GL0301 – Based on the… LO A1, P1, P3

The unadjusted trial balance of the Sweet Homes Company as of December 31, 2019 is found on the trial balance tab. The following information is required to prepare the necessary adjusting entries for the Sweet Homes Company.

  • 1) The balance in Prepaid insurance represents a 24-month policy that went into effect on December 1, 2019. Review the unadjusted balance in Prepaid insurance, and prepare the necessary adjusting entry, if any.
  • 2) Based on a physical count, supplies on hand total $4,200. Review the unadjusted balance in Supplies, and prepare the necessary adjusting entry, if any.
  • 3) The equipment is expected to have a 5-year useful life, and be worth about $11,000 at the end of five years.
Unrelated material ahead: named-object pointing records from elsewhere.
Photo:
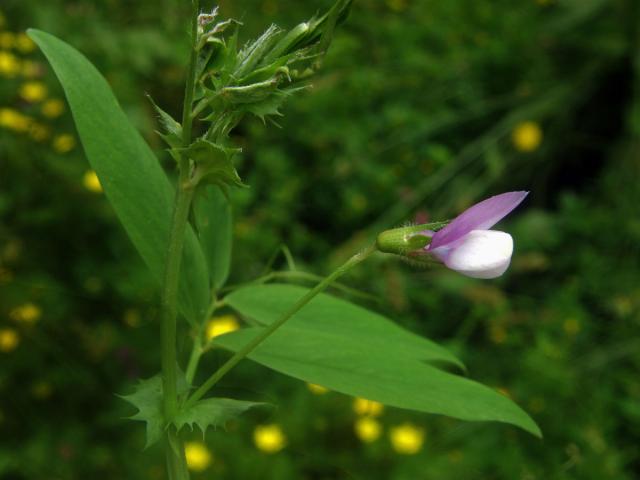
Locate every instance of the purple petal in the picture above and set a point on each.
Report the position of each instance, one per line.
(481, 216)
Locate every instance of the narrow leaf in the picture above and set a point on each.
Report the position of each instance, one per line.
(133, 181)
(351, 365)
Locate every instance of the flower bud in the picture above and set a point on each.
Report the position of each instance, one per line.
(402, 241)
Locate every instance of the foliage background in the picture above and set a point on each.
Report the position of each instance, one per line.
(417, 113)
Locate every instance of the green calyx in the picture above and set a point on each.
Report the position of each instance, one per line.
(404, 240)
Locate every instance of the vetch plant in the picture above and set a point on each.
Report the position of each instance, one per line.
(465, 245)
(183, 232)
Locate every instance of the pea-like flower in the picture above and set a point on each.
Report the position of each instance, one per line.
(466, 244)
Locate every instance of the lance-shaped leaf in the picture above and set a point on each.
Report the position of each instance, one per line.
(212, 412)
(355, 366)
(212, 214)
(266, 303)
(133, 181)
(350, 350)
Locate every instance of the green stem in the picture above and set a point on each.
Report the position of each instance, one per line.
(170, 296)
(198, 348)
(189, 89)
(194, 358)
(249, 347)
(176, 462)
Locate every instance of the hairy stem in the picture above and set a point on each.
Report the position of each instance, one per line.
(249, 347)
(176, 462)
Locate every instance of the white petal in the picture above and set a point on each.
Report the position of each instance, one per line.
(481, 254)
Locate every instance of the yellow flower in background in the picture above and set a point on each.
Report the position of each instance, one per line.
(317, 389)
(33, 92)
(27, 313)
(367, 429)
(91, 182)
(9, 64)
(64, 143)
(14, 120)
(269, 438)
(198, 456)
(406, 439)
(7, 40)
(362, 406)
(9, 340)
(526, 136)
(52, 108)
(24, 44)
(220, 325)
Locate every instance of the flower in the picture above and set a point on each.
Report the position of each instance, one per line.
(197, 455)
(9, 64)
(362, 406)
(220, 325)
(367, 429)
(466, 245)
(28, 313)
(91, 182)
(9, 340)
(269, 438)
(527, 136)
(406, 439)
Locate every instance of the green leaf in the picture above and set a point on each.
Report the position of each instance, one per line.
(214, 163)
(212, 412)
(133, 181)
(355, 352)
(266, 303)
(355, 367)
(214, 227)
(147, 398)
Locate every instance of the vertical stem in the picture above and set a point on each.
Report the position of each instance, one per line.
(174, 448)
(249, 347)
(170, 297)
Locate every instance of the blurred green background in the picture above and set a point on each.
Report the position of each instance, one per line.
(422, 108)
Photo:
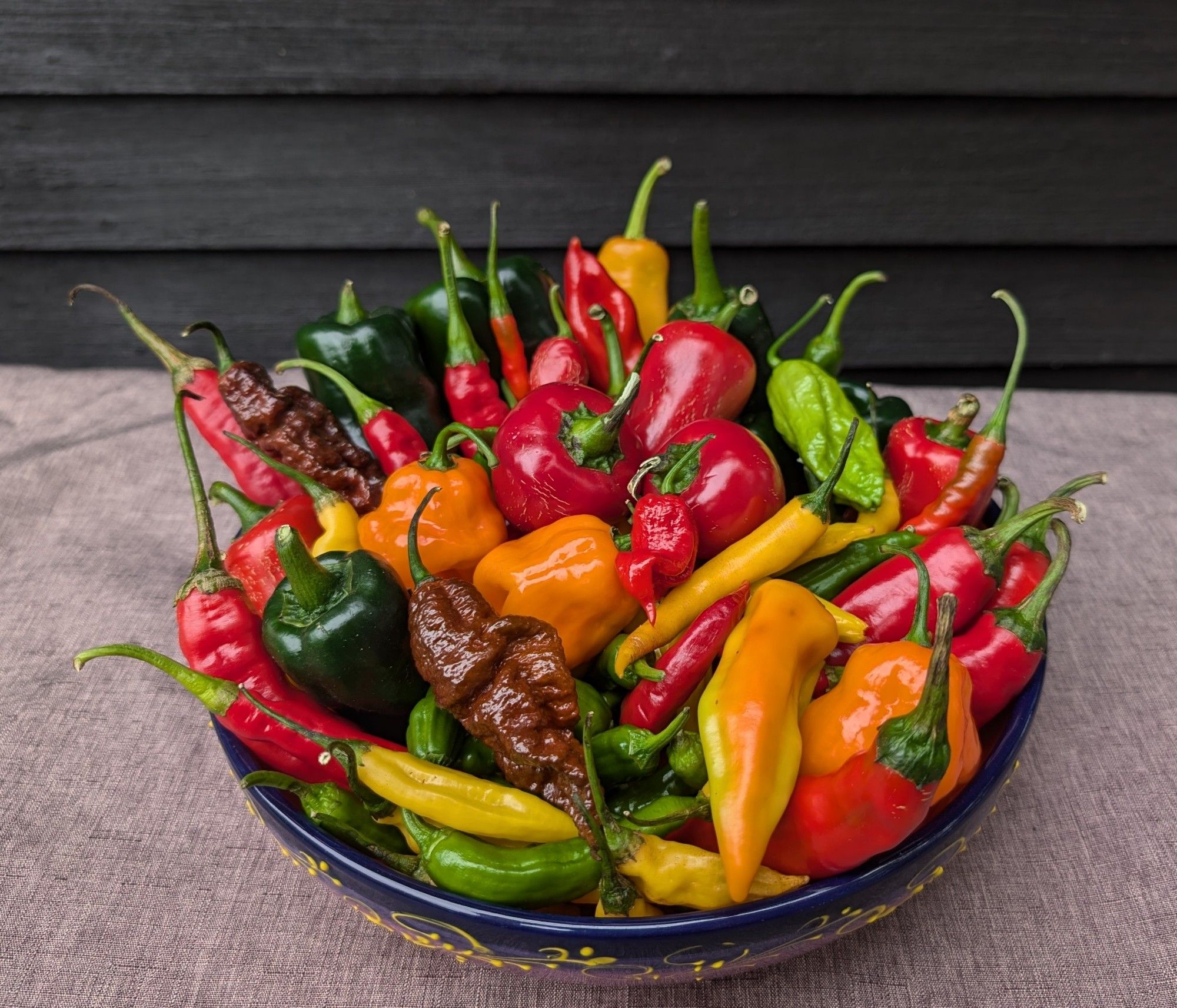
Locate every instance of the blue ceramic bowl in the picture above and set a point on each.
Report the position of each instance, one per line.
(674, 948)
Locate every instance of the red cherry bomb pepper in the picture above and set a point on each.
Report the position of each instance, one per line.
(205, 408)
(586, 284)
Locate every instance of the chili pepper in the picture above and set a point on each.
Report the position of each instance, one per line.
(460, 528)
(434, 734)
(513, 876)
(205, 408)
(568, 450)
(965, 500)
(748, 720)
(378, 352)
(558, 358)
(829, 576)
(962, 561)
(1028, 558)
(664, 544)
(637, 264)
(885, 681)
(251, 557)
(923, 455)
(726, 476)
(767, 550)
(564, 574)
(503, 322)
(1003, 648)
(393, 440)
(750, 327)
(336, 516)
(587, 284)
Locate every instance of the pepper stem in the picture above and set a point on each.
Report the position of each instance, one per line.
(636, 227)
(417, 569)
(181, 365)
(773, 356)
(363, 405)
(995, 429)
(819, 501)
(217, 695)
(919, 633)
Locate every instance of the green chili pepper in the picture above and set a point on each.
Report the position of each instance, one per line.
(378, 352)
(514, 876)
(829, 576)
(434, 733)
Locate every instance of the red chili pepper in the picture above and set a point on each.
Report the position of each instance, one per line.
(395, 442)
(962, 561)
(558, 358)
(1028, 560)
(697, 374)
(567, 450)
(923, 455)
(965, 500)
(1003, 648)
(663, 547)
(654, 704)
(586, 284)
(207, 409)
(252, 557)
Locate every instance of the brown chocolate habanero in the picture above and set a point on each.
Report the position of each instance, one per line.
(504, 677)
(291, 425)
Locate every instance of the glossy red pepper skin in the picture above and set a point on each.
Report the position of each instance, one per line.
(697, 372)
(654, 706)
(736, 488)
(587, 284)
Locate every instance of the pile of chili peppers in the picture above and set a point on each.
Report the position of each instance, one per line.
(574, 597)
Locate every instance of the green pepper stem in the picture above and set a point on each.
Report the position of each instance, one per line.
(363, 405)
(217, 695)
(417, 569)
(636, 227)
(181, 365)
(249, 511)
(225, 358)
(774, 355)
(819, 501)
(919, 633)
(995, 429)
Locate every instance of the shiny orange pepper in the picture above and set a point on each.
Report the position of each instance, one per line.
(458, 528)
(881, 682)
(564, 574)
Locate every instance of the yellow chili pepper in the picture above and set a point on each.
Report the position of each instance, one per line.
(748, 721)
(640, 265)
(567, 575)
(769, 549)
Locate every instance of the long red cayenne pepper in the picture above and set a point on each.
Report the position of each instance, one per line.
(207, 409)
(394, 441)
(587, 284)
(503, 324)
(965, 500)
(654, 704)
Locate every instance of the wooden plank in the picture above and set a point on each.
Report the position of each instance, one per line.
(1107, 308)
(657, 48)
(171, 174)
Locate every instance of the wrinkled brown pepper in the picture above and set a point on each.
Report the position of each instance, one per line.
(291, 425)
(504, 677)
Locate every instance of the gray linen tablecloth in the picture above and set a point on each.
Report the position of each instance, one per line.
(132, 875)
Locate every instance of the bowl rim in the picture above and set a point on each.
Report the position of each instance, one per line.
(813, 896)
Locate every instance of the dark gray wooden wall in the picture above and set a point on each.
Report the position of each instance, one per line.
(237, 161)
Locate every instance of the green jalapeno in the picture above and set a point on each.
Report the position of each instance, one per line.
(514, 876)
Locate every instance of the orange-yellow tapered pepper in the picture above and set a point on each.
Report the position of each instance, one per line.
(567, 575)
(748, 720)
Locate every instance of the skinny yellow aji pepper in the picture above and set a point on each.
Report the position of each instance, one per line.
(749, 721)
(769, 549)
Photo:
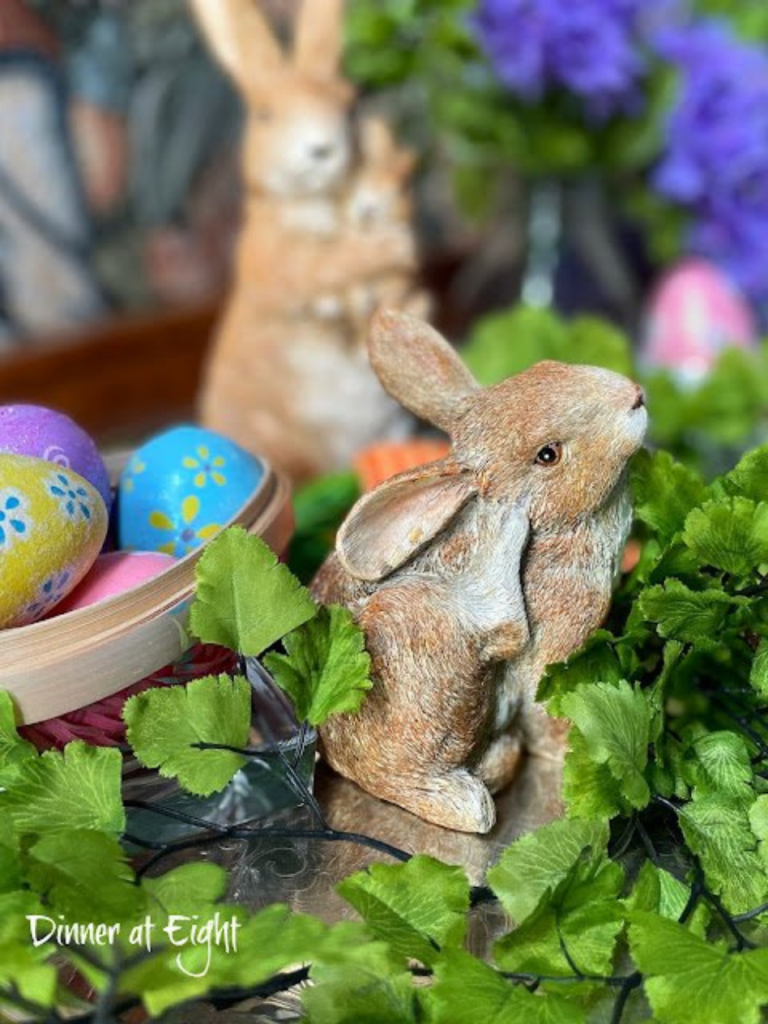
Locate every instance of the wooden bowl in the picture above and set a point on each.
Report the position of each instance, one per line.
(69, 662)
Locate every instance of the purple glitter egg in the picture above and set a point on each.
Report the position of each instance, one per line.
(43, 433)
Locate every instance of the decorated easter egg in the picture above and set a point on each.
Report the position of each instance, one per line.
(694, 313)
(52, 525)
(43, 433)
(115, 573)
(180, 488)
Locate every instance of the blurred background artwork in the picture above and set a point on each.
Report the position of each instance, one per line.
(118, 179)
(605, 160)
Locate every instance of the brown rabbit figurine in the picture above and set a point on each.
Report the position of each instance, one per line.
(470, 574)
(282, 380)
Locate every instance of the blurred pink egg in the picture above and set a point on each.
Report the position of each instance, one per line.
(114, 573)
(694, 312)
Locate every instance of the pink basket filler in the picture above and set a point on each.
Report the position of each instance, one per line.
(101, 723)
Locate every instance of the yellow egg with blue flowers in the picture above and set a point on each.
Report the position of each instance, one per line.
(52, 526)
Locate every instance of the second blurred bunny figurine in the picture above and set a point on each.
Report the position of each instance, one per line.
(470, 574)
(285, 378)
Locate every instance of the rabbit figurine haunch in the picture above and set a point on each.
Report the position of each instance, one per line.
(470, 574)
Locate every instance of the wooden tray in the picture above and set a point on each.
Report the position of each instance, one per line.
(66, 663)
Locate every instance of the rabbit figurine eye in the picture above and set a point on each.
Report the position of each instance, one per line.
(550, 455)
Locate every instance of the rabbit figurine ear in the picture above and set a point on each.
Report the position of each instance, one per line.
(392, 523)
(240, 37)
(419, 368)
(320, 37)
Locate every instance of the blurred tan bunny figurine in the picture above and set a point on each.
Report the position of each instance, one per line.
(380, 197)
(470, 574)
(280, 379)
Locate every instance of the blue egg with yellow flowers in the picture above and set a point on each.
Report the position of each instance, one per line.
(180, 488)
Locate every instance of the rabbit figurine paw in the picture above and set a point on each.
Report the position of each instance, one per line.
(470, 574)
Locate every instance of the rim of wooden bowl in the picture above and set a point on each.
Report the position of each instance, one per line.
(62, 664)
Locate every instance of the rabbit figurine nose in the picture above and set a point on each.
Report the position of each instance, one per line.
(321, 151)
Review the unadjusted balance in Accumulated depreciation, and prepare the necessary adjusting entry to record the monthly depreciation, if any.
  • 4) On December 26, the client paid a $7,200 60-day fee in advance, covering December 27 to February 24. Review the unadjusted balance in Unearned Consulting Revenue, and prepare the necessary adjusting entry, if any.
  • 5) Sweet Homes’s employee earns $130 per day for a five-day workweek beginning on Monday and ending on Friday. The employee was last paid on Friday, December 26. Review the unadjusted balance in Salaries expense, and prepare the necessary adjusting entry, if any.
  • 6) In the second week of December, Sweet Homes agreed to provide 30 days of consulting services to a local fitness club for a fixed fee of $6,060. The terms of the initial agreement call for Sweet Homes to provide services from December 12, 2019, through January 10, 2020, or 30 days of service. The club agrees to pay Sweet Homes $6,060 on January 10, 2020, when the service period is complete. Review the unadjusted balance in Consulting revenue, and prepare the necessary adjusting entry, if any.

 

 

Exercise 3-6 Preparing adjusting entries LO P1, P2, P3

  1. Depreciation on the company’s equipment for the year is computed to be $17,000.
  2. The Prepaid Insurance account had a $7,000 debit balance at December 31 before adjusting for the costs of any expired coverage. An analysis of the company’s insurance policies showed that $1,590 of unexpired insurance coverage remains.
  3. The Office Supplies account had a $230 debit balance at the beginning of December; and $2,680 of office supplies were purchased in December. The December 31 physical count showed $271 of supplies available.
  4. One-third of the work related to $15,000 of cash received in advance was performed this period.
  5. The Prepaid Rent account had a $5,800 debit balance at December 31 before adjusting for the costs of any expired coverage. An analysis of rental policies showed that $4,210 of rental coverage had expired.
  6. Wage expenses of $5,000 have been incurred but are not paid as of December 31.

Prepare adjusting journal entries for the year ended (date of) December 31 for each of these separate situations.